Zelenski
Me es imposible no preguntarme si los actores, los extras, los técnicos… recuerdan la serie ‘Servidor del pueblo’ como unas vacaciones en la memoria de un mundo extinto
Netflix ha incluido en su catálogo una serie que ejemplifica aquella greguería que dice que el cine es el arte de poner a los muertos a andar. Con franca curiosidad y algo de conmiseración, me decidí a ver Servidor del pueblo, la comedia que encumbró a Volodimir Zelenski al estrellato ucranio. Esperaba humor local y algo de costumbrismo intraducible, algo fresco, pero también una respuesta a las dudas de cómo era Ucrania antes de la invasión, más allá del negocio de la maternidad subrogada.

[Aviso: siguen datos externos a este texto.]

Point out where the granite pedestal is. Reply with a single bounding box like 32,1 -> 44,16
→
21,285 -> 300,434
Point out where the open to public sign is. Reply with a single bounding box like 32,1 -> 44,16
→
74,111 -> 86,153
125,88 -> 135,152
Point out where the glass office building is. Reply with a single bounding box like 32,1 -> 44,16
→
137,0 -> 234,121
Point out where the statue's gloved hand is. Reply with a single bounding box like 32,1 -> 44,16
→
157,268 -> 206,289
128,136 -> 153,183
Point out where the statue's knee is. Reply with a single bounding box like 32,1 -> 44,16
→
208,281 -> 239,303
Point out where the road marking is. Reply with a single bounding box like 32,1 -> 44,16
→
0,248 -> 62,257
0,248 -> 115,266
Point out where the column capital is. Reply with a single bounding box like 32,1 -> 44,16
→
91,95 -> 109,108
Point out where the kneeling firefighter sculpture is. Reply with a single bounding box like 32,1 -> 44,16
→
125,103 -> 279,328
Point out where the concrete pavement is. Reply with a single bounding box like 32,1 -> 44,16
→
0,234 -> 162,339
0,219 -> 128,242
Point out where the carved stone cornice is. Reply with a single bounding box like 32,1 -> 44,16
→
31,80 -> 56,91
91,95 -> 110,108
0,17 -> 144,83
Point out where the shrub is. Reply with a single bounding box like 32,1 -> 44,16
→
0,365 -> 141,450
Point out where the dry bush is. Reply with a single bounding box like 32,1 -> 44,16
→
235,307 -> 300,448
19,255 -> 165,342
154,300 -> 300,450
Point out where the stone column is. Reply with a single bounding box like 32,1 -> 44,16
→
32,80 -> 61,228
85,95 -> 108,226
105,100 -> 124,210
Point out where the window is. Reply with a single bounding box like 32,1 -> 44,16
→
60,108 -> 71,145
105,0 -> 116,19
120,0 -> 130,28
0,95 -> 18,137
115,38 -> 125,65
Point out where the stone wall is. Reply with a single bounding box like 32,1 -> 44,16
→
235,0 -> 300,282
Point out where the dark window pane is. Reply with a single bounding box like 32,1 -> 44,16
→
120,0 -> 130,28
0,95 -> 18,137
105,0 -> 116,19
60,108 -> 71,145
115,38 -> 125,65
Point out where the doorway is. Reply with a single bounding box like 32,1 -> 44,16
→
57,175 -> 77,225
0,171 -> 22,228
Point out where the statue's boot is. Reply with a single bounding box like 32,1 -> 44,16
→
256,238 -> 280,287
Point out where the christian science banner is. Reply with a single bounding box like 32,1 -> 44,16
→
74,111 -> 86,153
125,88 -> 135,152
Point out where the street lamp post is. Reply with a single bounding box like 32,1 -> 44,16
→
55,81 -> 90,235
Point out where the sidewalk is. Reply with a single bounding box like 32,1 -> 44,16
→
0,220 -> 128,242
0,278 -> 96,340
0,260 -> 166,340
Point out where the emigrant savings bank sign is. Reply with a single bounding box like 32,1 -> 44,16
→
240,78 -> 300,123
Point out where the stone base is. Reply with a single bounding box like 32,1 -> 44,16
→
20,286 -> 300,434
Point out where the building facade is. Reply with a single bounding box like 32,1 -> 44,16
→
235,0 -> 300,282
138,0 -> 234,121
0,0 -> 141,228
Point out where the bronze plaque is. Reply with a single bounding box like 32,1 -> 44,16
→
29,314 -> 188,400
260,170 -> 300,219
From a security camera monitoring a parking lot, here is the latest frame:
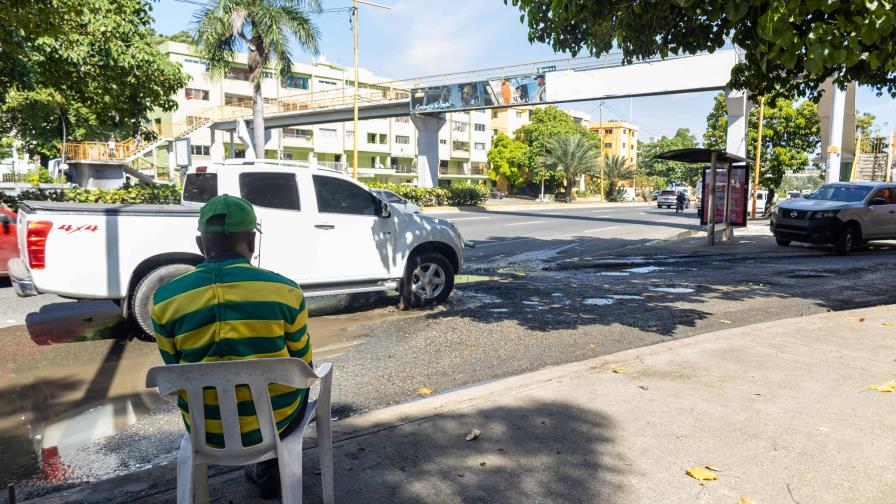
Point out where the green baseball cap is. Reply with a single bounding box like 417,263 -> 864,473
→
199,194 -> 261,233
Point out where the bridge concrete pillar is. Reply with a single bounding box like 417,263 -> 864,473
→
725,91 -> 751,158
411,114 -> 445,187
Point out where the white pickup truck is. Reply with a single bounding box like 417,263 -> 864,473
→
9,160 -> 464,334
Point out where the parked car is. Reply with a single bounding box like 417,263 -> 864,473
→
0,208 -> 19,276
9,159 -> 464,334
370,189 -> 423,213
656,189 -> 678,208
771,182 -> 896,255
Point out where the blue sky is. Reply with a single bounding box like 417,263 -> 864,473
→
153,0 -> 896,144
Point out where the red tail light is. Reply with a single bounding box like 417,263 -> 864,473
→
25,221 -> 53,269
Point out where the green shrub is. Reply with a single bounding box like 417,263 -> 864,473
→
0,183 -> 180,211
367,182 -> 489,207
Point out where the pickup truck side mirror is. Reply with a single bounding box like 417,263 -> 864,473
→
374,196 -> 392,219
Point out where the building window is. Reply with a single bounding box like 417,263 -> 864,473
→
190,145 -> 212,156
280,74 -> 311,89
283,128 -> 314,138
184,88 -> 208,101
224,93 -> 252,108
184,116 -> 208,128
226,67 -> 249,80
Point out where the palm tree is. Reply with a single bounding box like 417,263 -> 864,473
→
601,155 -> 635,200
193,0 -> 321,158
541,134 -> 600,201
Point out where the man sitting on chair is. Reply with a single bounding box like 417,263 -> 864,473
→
152,195 -> 311,499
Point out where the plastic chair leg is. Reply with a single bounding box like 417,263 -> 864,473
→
277,438 -> 303,504
177,434 -> 193,504
193,464 -> 208,504
315,412 -> 335,504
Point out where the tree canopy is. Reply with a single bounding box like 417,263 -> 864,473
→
703,93 -> 821,189
638,128 -> 701,186
0,0 -> 187,156
504,0 -> 896,97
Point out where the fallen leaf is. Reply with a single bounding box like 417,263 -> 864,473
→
868,380 -> 896,392
686,467 -> 719,481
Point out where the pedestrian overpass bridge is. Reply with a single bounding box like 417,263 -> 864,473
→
65,49 -> 764,187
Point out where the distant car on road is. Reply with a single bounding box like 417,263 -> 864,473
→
370,189 -> 423,213
0,208 -> 19,276
771,182 -> 896,255
656,189 -> 678,208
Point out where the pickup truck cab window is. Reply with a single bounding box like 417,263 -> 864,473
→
182,173 -> 218,203
239,172 -> 301,211
313,175 -> 376,215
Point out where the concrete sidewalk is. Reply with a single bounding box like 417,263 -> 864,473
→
29,306 -> 896,504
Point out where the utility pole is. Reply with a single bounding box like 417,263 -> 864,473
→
751,96 -> 768,219
352,0 -> 392,180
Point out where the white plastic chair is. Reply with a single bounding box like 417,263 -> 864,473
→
146,357 -> 334,504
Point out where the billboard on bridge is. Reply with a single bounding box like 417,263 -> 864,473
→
411,74 -> 548,113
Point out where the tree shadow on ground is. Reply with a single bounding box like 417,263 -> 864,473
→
294,400 -> 624,503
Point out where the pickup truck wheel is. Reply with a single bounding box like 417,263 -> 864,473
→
401,252 -> 454,308
834,225 -> 858,255
131,264 -> 193,341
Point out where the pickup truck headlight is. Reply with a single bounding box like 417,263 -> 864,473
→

Me esperaba una versión exsoviética de Shaolin Soccer (tronchante comedia balonpédica protagonizada por Stephen Chow), Los dioses deben estar locos (inesperado taquillazo sudafricano de los primeros ochenta), o Densha Otoko (dramedia japonesa sobre un otaku enamorado), pero Servidor del pueblo no es equiparable a esas pequeñas joyas del audiovisual. La serie de Zelenski, me temo, es reseñable por ser el fata morgana de un lugar que ya no existe. La primera escena se rodó en el mismo sitio donde el cómico Santi Alverú descubría en directo que sus vacaciones se acababan por el estallido de una guerra; esa Plaza de la Independencia en Kiev donde el himno nacional anunciaba que el infierno abría sus puertas. La cabecera de la serie nos trae a un futuro presidente recorriendo en bicicleta calles que ya no existen, para acabar en un edificio desde el que ya no puede gobernar por tener que huir de la locura de Putin.
Me es imposible no preguntarme si los actores, los extras, los técnicos… recuerdan la serie como unas vacaciones en la memoria de un mundo extinto. Ver Servidor del pueblo en 2022 no es ver una comedia… haré mías las palabras de Máximo Gorki al hablar de la exhibición de los Lumière: “La noche pasada estuve en el Reino de las Sombras”. No es lo que esperas de una comedia; es más como ver un museo que abre sus puertas demasiado pronto.